Silver Prices slipped further, reversing Monday's 2.2% rally entirely.
"The selling is profit-taking," says Bernard Sin at Swiss refiner MKS's Finance division in Geneva, speaking to Bloomberg.
"Gold has come so far. In the medium term, the Dollar correlation will continue."
Averaging a daily correlation to the Euro/Dollar exchange rate of virtually zero over the first 9 months of the year, the Dollar price of Spot Gold now shows a near-perfect correlation of +0.95 with the Euro for Oct. so far.
That number would read +1.0 if they moved precisely in lockstep.
"Strong profit taking" in futures and options, plus falling inflows of money into ETF gold trusts, saw Gold Investment in the developed world drop by 1% last week according to latest data from London's VM Group consultancy.
Buyers in India, in contrast – still the world's No.1 source of physical gold demand, continuing to outstrip China – are using the pull-back to Buy Gold ahead of next month's Hindu festivals, according to dealers.
"Trading sentiment turned bullish on emergence of buying by retail customers for upcoming Dhanteras and Diwali festivals, which witness maximum consumption of the precious metals," says the Hindu Times.
Commerzbank analysts reckon Indian gold imports could breach 100 tonnes this month alone, easily matching 2009's total of 340 tonnes.
UBS last week saw its third-highest sales to India so far this year, says metals strategist Edel Tully in a report.
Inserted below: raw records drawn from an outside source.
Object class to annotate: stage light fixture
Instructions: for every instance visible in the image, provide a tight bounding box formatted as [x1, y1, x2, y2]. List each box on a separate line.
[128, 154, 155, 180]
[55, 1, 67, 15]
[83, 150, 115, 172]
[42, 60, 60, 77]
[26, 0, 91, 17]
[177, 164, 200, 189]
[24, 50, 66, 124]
"Physical demand at the levels we saw on Friday is usually an indicator that gold's price trough is very near.
"[Gold Buying] should remain healthy."
Back in the West, European stock markets sagged this morning following weak corporate earnings reports.
Swiss investment bank UBS missed third-quarter revenue forecasts by almost one-third, surprising analysts with a pre-tax loss despite the first rise in wealthy-client inflows since 2008.
London's FTSE100 also fell, dropping 0.9% after strong UK growth data – nearly twice analyst forecasts at 0.8% between July and Oct. – meant a "likely delay to a further bout of quantitative easing" by the Bank of England, according to one City economist.
Gilt prices fell, pushing 10-year yields more than 0.12% above last week's new record low of 2.94%.
The Pound jumped towards $1.59, squashing the price for UK investors looking to Buy Gold below £840 an ounce, just above a 3-week low.
Versus the Euro and Japanese Yen, however, the Pound rose only to 1-week highs.
"If the Dollar is just about fully-priced for more Fed quantitative easing," says Steven Barrow, currency strategist at Standard Bank, "could the market start to look at the next QE domino to fall?
"A figure we hear more and more [for the Bank of England] is £50bn, whether from pressure groups like the British Chamber of Commerce, or private-sector economists. This amounts to 25% of the [outstanding QE] amount...not too dissimilar to the size of QE expected at the Fed.
"If this happens, it could be the Pound that's about to topple."
US central banker Thomas Hoenig – who has voted against every Fed decision so far this year – yesterday called QEII "a dangerous gamble...risk[ing] the next crisis four or five years from now."